EDITORIAL
04-12-2020 by Freddie del Curatolo
The song of Kenya today is a song of hope and you can hear it inside a miraculous green lung in the centre of chaotic, polluted but extremely lively Nairobi.
But you have to sit on the most special of the colourful benches of the Daima Garden in Uhuru Park, where plants grow that will save the centre of the metropolis from the unsustainability.
That bench is painted as if it were wrapped in a typical African khanga, but next to it there is a portrait of a face, thanks to one of the many talented local artists who took part in the project.

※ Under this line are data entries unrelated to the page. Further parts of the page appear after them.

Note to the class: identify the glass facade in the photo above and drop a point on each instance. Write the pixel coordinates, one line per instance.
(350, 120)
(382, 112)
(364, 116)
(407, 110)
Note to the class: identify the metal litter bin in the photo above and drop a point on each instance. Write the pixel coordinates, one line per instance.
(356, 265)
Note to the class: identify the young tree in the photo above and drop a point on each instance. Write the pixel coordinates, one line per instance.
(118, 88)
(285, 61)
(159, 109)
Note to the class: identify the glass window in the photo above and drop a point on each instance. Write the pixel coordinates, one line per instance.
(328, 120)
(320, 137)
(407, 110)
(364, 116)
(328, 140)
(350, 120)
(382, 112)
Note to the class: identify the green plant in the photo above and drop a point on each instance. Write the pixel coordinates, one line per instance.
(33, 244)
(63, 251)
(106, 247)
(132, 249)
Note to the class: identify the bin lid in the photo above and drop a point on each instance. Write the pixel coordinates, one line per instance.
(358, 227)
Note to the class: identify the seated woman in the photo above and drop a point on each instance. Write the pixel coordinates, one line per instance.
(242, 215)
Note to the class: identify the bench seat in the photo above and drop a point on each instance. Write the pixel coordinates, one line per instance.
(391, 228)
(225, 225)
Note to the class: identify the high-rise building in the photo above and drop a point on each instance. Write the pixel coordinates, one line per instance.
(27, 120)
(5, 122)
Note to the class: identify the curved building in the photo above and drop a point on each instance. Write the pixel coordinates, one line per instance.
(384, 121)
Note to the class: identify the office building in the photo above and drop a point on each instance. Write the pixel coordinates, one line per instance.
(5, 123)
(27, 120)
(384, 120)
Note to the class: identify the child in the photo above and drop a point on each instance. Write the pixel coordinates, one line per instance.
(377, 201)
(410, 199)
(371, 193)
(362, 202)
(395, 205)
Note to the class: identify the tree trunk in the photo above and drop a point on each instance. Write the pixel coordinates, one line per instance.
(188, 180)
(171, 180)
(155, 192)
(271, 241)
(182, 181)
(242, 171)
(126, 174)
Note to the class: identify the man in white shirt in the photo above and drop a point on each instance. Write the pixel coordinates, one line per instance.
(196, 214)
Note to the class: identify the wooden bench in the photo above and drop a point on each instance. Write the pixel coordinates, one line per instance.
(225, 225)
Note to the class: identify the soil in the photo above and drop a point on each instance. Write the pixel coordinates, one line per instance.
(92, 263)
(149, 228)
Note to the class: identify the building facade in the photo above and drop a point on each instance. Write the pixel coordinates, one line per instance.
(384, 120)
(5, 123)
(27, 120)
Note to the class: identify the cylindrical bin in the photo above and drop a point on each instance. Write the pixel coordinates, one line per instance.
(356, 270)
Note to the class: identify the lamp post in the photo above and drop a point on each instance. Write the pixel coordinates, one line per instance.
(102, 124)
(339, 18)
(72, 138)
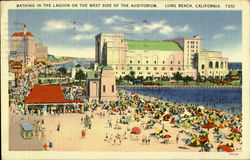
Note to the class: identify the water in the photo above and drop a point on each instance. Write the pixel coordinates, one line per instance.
(72, 64)
(234, 66)
(228, 99)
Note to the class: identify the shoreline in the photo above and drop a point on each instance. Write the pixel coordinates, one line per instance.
(174, 86)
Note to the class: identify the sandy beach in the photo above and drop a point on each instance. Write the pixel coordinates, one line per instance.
(119, 136)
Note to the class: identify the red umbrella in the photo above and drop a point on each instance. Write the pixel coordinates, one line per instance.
(235, 130)
(167, 136)
(225, 148)
(201, 114)
(136, 130)
(208, 125)
(172, 121)
(221, 126)
(204, 139)
(167, 116)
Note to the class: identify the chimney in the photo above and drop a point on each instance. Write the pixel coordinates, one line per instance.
(24, 29)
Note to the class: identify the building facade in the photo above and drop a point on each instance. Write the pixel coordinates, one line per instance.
(101, 85)
(154, 58)
(25, 48)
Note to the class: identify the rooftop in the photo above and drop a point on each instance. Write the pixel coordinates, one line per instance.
(47, 94)
(152, 45)
(92, 75)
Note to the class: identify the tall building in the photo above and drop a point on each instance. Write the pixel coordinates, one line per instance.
(156, 58)
(25, 48)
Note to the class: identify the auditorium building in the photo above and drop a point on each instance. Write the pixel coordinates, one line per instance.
(158, 58)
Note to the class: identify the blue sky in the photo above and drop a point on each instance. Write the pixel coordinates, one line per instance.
(71, 32)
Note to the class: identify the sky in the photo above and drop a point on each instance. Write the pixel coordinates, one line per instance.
(72, 32)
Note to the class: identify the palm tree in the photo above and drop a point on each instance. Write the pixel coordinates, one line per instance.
(177, 76)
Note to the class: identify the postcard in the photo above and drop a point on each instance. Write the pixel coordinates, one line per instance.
(125, 80)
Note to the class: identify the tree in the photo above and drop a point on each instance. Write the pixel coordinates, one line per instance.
(62, 70)
(78, 65)
(177, 76)
(186, 79)
(80, 76)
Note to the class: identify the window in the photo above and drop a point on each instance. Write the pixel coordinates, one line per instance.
(104, 88)
(217, 65)
(203, 66)
(210, 64)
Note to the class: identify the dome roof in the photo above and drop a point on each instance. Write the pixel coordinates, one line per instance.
(20, 34)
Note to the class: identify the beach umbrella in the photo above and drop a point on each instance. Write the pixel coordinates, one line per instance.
(208, 145)
(164, 106)
(234, 137)
(177, 124)
(221, 126)
(167, 136)
(198, 127)
(136, 130)
(151, 122)
(189, 134)
(224, 148)
(201, 114)
(187, 141)
(222, 135)
(138, 116)
(235, 130)
(204, 139)
(195, 141)
(163, 131)
(208, 126)
(187, 126)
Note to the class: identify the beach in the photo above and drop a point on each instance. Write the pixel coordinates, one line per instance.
(119, 137)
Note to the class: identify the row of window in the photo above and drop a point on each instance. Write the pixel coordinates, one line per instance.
(104, 88)
(155, 68)
(163, 62)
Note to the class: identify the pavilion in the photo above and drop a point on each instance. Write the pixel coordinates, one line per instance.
(50, 99)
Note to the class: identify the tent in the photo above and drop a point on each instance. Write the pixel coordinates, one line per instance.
(224, 148)
(136, 130)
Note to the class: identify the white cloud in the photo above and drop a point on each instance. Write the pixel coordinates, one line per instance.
(218, 36)
(184, 28)
(72, 52)
(53, 25)
(86, 27)
(230, 28)
(117, 18)
(166, 30)
(83, 37)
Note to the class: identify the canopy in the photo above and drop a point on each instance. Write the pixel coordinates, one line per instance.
(136, 130)
(26, 127)
(224, 148)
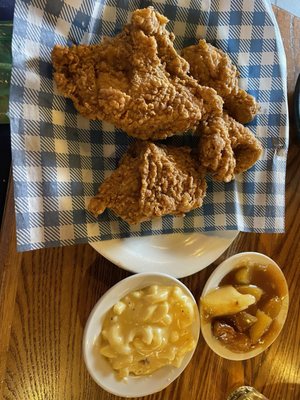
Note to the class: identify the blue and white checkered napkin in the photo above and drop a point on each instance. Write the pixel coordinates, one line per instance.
(60, 158)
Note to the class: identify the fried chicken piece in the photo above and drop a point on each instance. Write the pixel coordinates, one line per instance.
(241, 106)
(151, 181)
(212, 67)
(215, 151)
(227, 148)
(135, 80)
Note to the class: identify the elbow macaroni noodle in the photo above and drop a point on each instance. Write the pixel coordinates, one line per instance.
(148, 329)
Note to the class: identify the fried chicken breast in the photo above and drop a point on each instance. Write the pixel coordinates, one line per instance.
(212, 67)
(227, 148)
(151, 181)
(135, 80)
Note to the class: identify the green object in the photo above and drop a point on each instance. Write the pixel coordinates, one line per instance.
(5, 68)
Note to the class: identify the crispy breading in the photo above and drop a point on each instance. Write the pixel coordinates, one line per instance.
(135, 80)
(212, 67)
(227, 148)
(151, 181)
(241, 106)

That face belongs to Wangari Maathai, who in 1989 led an epic battle with his "green belts" movement to defend the park from the construction of a 60-storey skyscraper and won it. From there he began his ascent to the Nobel Peace Prize for "his contribution to the causes of sustainable development, democracy and peace", succeeding in giving, before dying prematurely, an environmental direction to his country which Kenya itself is now trying to defend from the economic claims of the United States and China, which stink of oil and plastic.
Three days ago the ecological space inside the most famous park in the centre of the Kenyan capital celebrated a year of life, an opportunity to plant more trees and paint new seats.
With Wangari on the bench to incite everyone, like the coach of a national team called "Better Future".